Star Trek, Les vagues du temps

Zone de conflit Klingon. Top secret. Planète Nech'kos.

Ils avaient été accueillis avec une politesse froide propre aux Klingons, mais ils sentaient bien que les soldats les observaient avec une sorte de curiosité mêlée de respect.

Aucun humain n'était venu ici. Jamais.

Le groupe de pilotes de Sheppard avait accompli un exploit, et ils n'en étaient pas peu fiers.

On les avait gentiment, mais fermement, guidé vers un immense hangar accueillant les chasseurs de combat. Pas le temps de flâner, ni même de découvrir les paysages désertiques, volcaniques de la planète, il fallait se préparer… Même après un voyage chaotique dans une frégate de combat klingonne qui n'avait rien du vaisseau de plaisance (il fallait supporter les repas animés et la nourriture si fraîche qu'elle était encore vivante…), ils n'auraient pas le loisir de passer une heure sur une plage les doigts de pied en éventail… de toute façon, sur cette planète, il n'y avait pas de plage.

Le guide était charmant. Non, en fait, il était Klingon… Il grognait, ricanait, et ne parlait que par phrases très courtes.

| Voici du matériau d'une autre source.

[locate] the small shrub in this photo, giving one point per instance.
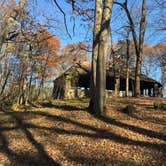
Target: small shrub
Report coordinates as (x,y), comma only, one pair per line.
(130,109)
(159,105)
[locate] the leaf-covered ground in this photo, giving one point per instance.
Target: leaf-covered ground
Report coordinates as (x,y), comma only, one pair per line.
(64,133)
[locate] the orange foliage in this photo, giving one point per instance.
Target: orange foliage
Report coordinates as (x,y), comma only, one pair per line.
(49,47)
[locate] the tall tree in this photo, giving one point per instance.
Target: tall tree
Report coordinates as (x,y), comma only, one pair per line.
(100,99)
(138,41)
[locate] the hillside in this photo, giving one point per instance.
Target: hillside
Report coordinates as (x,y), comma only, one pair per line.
(62,132)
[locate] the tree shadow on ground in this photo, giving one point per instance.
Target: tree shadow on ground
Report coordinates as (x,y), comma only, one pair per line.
(97,133)
(101,133)
(25,158)
(65,107)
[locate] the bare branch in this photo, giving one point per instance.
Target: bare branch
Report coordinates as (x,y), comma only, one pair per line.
(64,16)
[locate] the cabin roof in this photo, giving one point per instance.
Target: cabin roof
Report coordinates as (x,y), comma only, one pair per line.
(85,69)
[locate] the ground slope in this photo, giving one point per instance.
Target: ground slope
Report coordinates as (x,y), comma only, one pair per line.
(64,133)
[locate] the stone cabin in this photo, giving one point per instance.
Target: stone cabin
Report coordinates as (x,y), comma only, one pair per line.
(75,82)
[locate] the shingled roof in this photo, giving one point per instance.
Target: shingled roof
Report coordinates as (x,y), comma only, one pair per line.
(85,69)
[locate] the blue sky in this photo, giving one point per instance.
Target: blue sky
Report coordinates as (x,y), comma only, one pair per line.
(44,9)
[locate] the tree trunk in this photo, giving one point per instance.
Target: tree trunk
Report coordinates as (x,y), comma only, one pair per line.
(127,63)
(117,85)
(137,77)
(101,59)
(96,34)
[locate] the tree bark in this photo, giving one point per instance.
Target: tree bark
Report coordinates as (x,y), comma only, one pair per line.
(96,34)
(127,63)
(101,59)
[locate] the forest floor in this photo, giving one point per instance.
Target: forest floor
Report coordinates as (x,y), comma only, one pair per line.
(64,133)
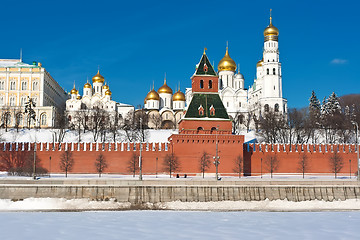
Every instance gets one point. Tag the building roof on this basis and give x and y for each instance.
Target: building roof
(200, 68)
(206, 100)
(16, 63)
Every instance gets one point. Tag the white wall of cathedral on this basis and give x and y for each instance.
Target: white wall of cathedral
(178, 105)
(152, 104)
(165, 100)
(227, 79)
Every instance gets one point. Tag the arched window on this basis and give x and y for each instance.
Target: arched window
(23, 85)
(43, 119)
(276, 107)
(266, 107)
(12, 85)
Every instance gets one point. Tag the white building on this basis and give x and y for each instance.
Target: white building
(265, 93)
(164, 108)
(97, 95)
(19, 82)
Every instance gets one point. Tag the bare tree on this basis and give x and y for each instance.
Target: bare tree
(239, 163)
(204, 163)
(336, 163)
(171, 163)
(303, 163)
(99, 120)
(6, 117)
(61, 125)
(272, 163)
(100, 164)
(133, 164)
(66, 162)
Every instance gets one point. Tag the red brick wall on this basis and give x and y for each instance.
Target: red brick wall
(289, 157)
(189, 148)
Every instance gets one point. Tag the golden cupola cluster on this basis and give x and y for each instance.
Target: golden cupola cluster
(227, 63)
(271, 32)
(98, 78)
(260, 63)
(165, 88)
(152, 95)
(179, 96)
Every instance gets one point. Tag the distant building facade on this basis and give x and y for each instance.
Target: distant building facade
(95, 96)
(19, 82)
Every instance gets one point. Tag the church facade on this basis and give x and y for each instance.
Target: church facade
(95, 96)
(264, 95)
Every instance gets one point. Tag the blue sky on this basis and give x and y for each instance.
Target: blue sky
(135, 43)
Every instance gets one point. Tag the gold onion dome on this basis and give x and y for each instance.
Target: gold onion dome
(165, 88)
(152, 95)
(227, 63)
(108, 92)
(74, 91)
(179, 96)
(271, 30)
(87, 85)
(106, 86)
(98, 78)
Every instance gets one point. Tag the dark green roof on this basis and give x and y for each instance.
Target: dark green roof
(206, 100)
(200, 68)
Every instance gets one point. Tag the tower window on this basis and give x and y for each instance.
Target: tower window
(266, 107)
(276, 107)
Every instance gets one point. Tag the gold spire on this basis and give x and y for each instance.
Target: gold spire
(98, 78)
(271, 32)
(227, 63)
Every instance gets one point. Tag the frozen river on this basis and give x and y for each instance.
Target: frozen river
(179, 225)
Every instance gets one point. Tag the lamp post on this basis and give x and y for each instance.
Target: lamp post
(50, 167)
(34, 167)
(156, 167)
(350, 168)
(140, 162)
(357, 145)
(216, 157)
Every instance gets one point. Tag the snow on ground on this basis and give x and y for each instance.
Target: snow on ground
(37, 204)
(49, 135)
(179, 225)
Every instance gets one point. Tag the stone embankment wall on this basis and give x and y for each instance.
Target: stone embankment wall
(137, 192)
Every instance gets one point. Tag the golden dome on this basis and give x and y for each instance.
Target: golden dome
(108, 92)
(227, 63)
(152, 95)
(271, 32)
(74, 91)
(165, 88)
(98, 78)
(179, 96)
(87, 85)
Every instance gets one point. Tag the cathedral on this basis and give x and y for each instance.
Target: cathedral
(97, 95)
(164, 109)
(244, 105)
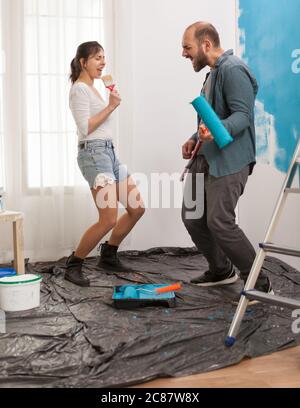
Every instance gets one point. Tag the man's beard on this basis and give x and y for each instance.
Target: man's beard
(200, 61)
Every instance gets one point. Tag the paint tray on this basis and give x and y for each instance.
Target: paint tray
(135, 296)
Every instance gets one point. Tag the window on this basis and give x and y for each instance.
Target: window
(53, 30)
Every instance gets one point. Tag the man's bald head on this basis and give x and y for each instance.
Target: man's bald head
(203, 30)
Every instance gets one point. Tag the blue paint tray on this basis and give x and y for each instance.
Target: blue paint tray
(5, 272)
(134, 296)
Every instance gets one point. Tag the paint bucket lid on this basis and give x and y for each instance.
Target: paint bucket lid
(20, 279)
(7, 272)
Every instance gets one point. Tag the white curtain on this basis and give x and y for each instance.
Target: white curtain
(41, 178)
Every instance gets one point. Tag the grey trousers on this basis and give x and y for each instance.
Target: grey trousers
(216, 233)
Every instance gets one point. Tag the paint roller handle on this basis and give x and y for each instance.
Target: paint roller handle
(164, 289)
(191, 161)
(212, 122)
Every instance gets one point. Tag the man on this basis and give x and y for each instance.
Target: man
(231, 90)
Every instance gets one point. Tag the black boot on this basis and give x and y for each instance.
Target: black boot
(74, 273)
(109, 259)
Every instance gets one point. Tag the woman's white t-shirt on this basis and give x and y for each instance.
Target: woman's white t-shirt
(85, 103)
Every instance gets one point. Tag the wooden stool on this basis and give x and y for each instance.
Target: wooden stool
(17, 219)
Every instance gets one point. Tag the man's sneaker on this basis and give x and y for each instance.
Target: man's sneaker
(208, 279)
(109, 259)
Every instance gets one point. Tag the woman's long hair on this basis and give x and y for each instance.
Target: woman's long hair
(85, 50)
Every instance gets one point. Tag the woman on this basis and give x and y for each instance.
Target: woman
(108, 179)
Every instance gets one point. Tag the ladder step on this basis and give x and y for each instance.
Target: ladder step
(279, 250)
(272, 299)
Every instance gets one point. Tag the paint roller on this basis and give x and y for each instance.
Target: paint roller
(131, 292)
(212, 122)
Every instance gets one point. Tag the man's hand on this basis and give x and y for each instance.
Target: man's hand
(187, 149)
(204, 134)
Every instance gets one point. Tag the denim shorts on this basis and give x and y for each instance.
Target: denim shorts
(98, 163)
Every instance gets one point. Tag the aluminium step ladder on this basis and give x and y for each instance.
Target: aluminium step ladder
(249, 293)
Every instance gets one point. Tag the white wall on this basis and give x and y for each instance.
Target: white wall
(157, 85)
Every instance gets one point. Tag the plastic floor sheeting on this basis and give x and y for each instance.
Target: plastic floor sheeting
(76, 338)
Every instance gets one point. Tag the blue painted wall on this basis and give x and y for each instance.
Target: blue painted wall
(270, 38)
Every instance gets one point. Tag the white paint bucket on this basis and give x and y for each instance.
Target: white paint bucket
(21, 292)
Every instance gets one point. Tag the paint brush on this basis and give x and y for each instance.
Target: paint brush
(108, 82)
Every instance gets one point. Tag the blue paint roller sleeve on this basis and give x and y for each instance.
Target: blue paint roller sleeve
(212, 122)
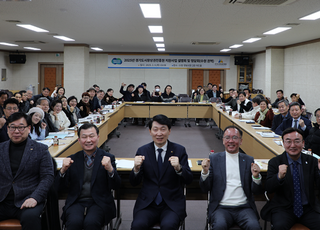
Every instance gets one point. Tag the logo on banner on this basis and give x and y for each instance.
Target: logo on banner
(116, 61)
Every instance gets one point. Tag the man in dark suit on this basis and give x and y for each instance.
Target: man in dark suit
(26, 173)
(231, 177)
(163, 167)
(283, 107)
(292, 177)
(295, 121)
(89, 175)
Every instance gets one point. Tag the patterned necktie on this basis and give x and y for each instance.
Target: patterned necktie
(158, 199)
(297, 204)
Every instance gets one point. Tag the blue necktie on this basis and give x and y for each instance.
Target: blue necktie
(297, 204)
(158, 199)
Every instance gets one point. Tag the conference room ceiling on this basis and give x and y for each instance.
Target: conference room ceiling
(119, 26)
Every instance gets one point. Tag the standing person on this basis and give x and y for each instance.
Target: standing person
(163, 167)
(89, 175)
(26, 174)
(38, 127)
(293, 178)
(127, 95)
(232, 178)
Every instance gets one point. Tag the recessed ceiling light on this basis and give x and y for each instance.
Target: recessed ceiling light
(158, 39)
(64, 38)
(313, 16)
(277, 30)
(96, 48)
(7, 44)
(31, 48)
(150, 10)
(155, 29)
(235, 46)
(251, 40)
(33, 28)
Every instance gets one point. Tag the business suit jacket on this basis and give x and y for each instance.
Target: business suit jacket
(287, 123)
(34, 176)
(170, 183)
(283, 191)
(216, 181)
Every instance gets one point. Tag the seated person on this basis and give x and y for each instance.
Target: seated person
(127, 95)
(283, 107)
(293, 178)
(10, 106)
(84, 105)
(38, 127)
(140, 94)
(279, 98)
(313, 139)
(26, 174)
(265, 115)
(243, 104)
(72, 107)
(58, 117)
(252, 113)
(163, 167)
(295, 121)
(89, 175)
(109, 98)
(232, 178)
(43, 103)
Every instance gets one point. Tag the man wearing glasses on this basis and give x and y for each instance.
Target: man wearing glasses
(232, 178)
(293, 178)
(10, 106)
(26, 173)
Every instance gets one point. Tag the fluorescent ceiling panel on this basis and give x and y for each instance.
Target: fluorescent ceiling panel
(33, 28)
(150, 10)
(277, 30)
(155, 29)
(313, 16)
(251, 40)
(64, 38)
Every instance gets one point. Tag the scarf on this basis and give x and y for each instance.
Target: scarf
(262, 115)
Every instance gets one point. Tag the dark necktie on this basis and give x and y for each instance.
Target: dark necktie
(158, 199)
(297, 204)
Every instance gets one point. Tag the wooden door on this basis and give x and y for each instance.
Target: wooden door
(51, 75)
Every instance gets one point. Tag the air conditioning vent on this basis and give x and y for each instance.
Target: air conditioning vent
(259, 2)
(205, 43)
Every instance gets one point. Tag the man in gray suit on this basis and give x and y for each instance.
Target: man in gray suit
(231, 177)
(26, 173)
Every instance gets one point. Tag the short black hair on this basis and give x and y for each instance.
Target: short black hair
(291, 130)
(10, 101)
(161, 119)
(87, 126)
(232, 127)
(256, 100)
(294, 104)
(18, 115)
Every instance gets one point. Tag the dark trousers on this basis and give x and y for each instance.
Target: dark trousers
(84, 214)
(29, 217)
(284, 218)
(148, 217)
(224, 217)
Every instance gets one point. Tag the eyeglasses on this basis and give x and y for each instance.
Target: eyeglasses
(20, 128)
(235, 138)
(12, 108)
(289, 142)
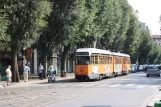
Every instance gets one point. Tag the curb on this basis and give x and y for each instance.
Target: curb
(154, 99)
(21, 83)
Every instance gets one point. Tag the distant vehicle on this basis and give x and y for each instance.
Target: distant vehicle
(141, 67)
(133, 68)
(152, 70)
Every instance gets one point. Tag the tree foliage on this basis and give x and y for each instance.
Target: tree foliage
(26, 19)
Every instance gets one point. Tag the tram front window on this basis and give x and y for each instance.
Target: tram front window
(82, 60)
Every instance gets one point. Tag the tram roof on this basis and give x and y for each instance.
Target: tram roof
(100, 51)
(94, 51)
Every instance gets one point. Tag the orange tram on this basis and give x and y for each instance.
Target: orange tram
(92, 63)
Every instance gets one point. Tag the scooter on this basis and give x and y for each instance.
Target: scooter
(51, 74)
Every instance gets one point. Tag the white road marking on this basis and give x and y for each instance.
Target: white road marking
(116, 85)
(101, 85)
(141, 86)
(129, 85)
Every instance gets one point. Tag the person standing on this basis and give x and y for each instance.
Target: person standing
(41, 68)
(26, 72)
(9, 75)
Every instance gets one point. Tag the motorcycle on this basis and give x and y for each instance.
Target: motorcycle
(51, 74)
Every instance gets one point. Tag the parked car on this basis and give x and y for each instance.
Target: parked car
(141, 67)
(152, 70)
(133, 68)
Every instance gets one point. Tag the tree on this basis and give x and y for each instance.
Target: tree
(145, 46)
(3, 26)
(112, 23)
(120, 38)
(26, 19)
(133, 34)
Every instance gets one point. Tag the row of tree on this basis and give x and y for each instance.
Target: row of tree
(105, 24)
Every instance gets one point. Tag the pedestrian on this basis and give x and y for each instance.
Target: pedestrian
(41, 68)
(9, 75)
(26, 72)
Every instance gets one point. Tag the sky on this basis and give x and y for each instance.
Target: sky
(149, 13)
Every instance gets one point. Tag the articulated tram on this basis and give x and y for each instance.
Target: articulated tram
(92, 63)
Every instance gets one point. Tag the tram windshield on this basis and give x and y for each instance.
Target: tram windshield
(82, 60)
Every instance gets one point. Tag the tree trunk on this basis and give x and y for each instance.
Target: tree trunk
(14, 62)
(45, 63)
(64, 58)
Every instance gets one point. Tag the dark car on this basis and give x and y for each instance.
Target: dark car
(152, 70)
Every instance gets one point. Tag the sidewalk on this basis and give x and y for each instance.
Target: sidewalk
(157, 97)
(69, 76)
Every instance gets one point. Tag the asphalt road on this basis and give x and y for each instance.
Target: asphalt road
(133, 90)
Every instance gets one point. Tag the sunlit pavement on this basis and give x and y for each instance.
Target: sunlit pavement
(133, 90)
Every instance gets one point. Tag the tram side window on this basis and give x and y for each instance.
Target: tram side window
(92, 60)
(103, 60)
(82, 60)
(124, 61)
(106, 60)
(110, 60)
(96, 59)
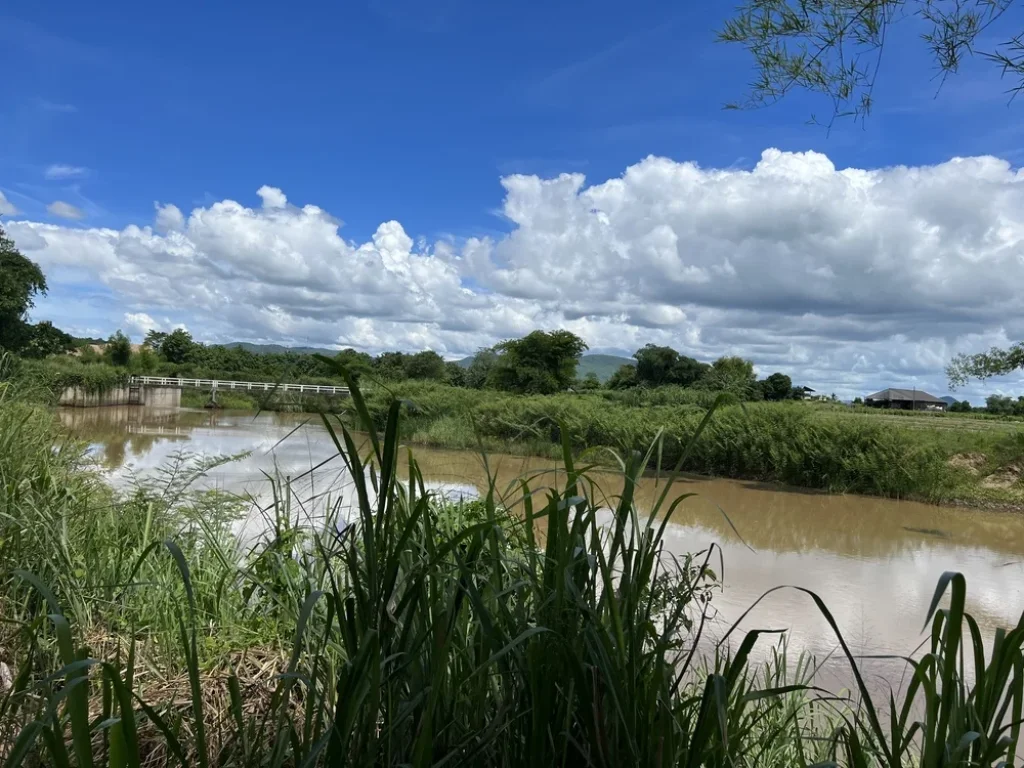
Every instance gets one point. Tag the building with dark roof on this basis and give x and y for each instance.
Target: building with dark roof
(906, 399)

_Ça, Tar'choss II, lâcha-t-il en présentant un chasseur de combat, au design franchement fatigué.

Dans le hangar, des centaines d'appareils recevaient l'attention soutenue de mécaniciens et pilotes, tandis que trois d'entre eux semblaient avoir été abandonnés dans un coin.

_Ils nous refilent leurs vieux engins ou quoi ? demanda Johnson.

_On va quand même pas voler avec ça…, se plaignit New-York qui notait les nombreux impacts de laser sur la carlingue de l'engin.

_Pas vieux ! grogna le Klingon affable. Déjà servi. Bon chasseur…

Johnson fila un coup de coude à New-York.

_La ferme, sinon ils vont aussi nous refiler les piaules les plus nulles… Je ne veux pas dormir sur un paillasson…

La présentation, succincte, se termina par un listing des spécificités du chasseur, égrainé mécaniquement par le très loquace guide. Armement, canons phaseurs, missiles Kirtach' et Aaroch, système de détection quantique, interface tactique et IA adaptative, processeur quadruple cœurs, système de survie TR3, amortisseur inertiel, etc.

New-York s'autorisa la petite fantaisie d'un sifflement admiratif qui fut accueilli par un regard noir du Klingon.

Après cette délicieuse visite du musée de l'air de Nech'kos, on les mena en salle de briefing des pilotes (enfin, Sheppard avait supposé que tel était la fonction principale de la salle, qui, vu les nombreux cadavres de bouteilles d'alcool, et les armes démontées, aurait pu passer pour un dépotoir…). Là, l'aimable guide se fendit de trois mots, grommelés à la hâte, que personne ne comprit, avant de s'éclipser (plutôt de s'enfuir à toutes jambes) discrètement (non ! Un Klingon, discret ?).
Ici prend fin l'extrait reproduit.